By Jeffrey M. Anderson

Not all of the jokes land, and the meta-idea of this screwball comedy doesn't entirely hold water, but nevertheless, the breakneck pace and escalating madness of The Argument are still weirdly satisfying.

Writer Jack (Dan Fogler) decides to throw a cocktail party for his actor girlfriend Lisa (Emma Bell) to celebrate her role in a new play about Mozart, and also to propose to her. Jack's agent Brett (Danny Pudi) arrives with his partner Sarah (Maggie Q), a cynical lawyer with a photographic memory. Unexpectedly, Lisa's flirty co-star Paul (Tyler James Williams) also shows up, with a lady friend, Trina (Cleopatra Coleman), alongside.

Bourbon flows, jealousy rages, and things get awkward as Jack and Lisa begin to argue about the nature of a comment Lisa makes. That night, Jack and Lisa decide to invite everyone back to re-create the party and perhaps find out who's right. But it turns out one party isn't enough...

Coming in at just 81 minutes, The Argument covers quite a bit of ground, and fueled by bourbon and artistic temperaments, it cuts to the emotional center of things quite quickly.
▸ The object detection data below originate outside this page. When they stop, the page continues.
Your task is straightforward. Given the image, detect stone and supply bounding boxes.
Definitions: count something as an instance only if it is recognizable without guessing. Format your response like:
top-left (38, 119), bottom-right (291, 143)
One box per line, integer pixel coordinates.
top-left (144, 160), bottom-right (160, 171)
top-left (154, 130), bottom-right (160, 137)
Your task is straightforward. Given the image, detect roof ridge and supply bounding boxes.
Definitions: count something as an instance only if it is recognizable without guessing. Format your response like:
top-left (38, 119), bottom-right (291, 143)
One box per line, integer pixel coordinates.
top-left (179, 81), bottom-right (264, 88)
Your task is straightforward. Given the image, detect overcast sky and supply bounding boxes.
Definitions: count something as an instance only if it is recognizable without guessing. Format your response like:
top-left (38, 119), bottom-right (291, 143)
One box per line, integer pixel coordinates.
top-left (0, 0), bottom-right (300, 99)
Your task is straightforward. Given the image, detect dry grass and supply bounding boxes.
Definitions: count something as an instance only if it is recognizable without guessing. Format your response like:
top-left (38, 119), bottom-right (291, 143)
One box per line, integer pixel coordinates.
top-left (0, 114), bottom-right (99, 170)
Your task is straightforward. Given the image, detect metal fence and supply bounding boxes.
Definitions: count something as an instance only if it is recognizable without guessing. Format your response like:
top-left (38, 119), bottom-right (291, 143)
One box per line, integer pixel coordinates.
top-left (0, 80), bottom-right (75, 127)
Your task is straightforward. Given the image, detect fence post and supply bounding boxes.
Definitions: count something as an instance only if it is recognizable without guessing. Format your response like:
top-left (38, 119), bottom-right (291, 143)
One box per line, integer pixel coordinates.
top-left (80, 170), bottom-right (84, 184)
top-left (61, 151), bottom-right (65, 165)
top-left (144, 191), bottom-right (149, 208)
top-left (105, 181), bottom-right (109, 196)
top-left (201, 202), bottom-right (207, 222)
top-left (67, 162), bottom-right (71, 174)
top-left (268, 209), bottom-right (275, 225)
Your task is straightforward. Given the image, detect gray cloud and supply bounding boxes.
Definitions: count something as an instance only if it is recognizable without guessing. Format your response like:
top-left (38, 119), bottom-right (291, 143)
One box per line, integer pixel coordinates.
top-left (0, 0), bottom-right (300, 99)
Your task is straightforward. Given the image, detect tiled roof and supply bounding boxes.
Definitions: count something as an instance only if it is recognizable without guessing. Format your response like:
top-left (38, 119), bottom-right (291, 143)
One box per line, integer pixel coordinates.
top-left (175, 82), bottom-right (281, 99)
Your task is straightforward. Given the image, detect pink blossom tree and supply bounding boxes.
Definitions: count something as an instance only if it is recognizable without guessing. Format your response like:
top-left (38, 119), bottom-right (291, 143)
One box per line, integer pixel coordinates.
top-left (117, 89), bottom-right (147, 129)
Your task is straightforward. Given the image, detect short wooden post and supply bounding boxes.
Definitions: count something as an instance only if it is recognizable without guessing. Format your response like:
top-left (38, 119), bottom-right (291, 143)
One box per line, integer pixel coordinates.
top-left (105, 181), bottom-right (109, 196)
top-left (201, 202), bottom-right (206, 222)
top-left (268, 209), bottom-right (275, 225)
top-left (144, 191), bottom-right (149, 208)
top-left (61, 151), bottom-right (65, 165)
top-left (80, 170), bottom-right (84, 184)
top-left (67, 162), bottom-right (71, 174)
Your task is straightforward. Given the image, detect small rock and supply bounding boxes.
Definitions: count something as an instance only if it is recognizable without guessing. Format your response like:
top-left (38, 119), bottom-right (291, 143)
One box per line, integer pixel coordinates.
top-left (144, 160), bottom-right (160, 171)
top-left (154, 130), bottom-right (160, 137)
There's a great deal of running around, and the movie could have devolved into a high-pitched drawing-room comedy, but Fogler's shabby, down-to-earth presence keeps things grounded, even as he runs into the kitchen dozens of times to check on a pie that will inevitably end up on the floor. Likewise, Maggie Q gets the biggest laughs with her icy, snappish line readings, the antithesis of all the looniness around her.

On the downside, the idea of why these people would keep returning, night after night, for this crackpot experiment is difficult to buy. Plus, how can an out-of-work writer afford to buy a new $100 bottle of bourbon every night, not to mention the pies and the charcuterie platters? Also, the actors that show up for the next level of meta-ness are a bit on the cartoony side.

But part of the sly appeal of The Argument is that the characters, and the filmmakers themselves, would even try an idea this weird, when so many movies barely try at all.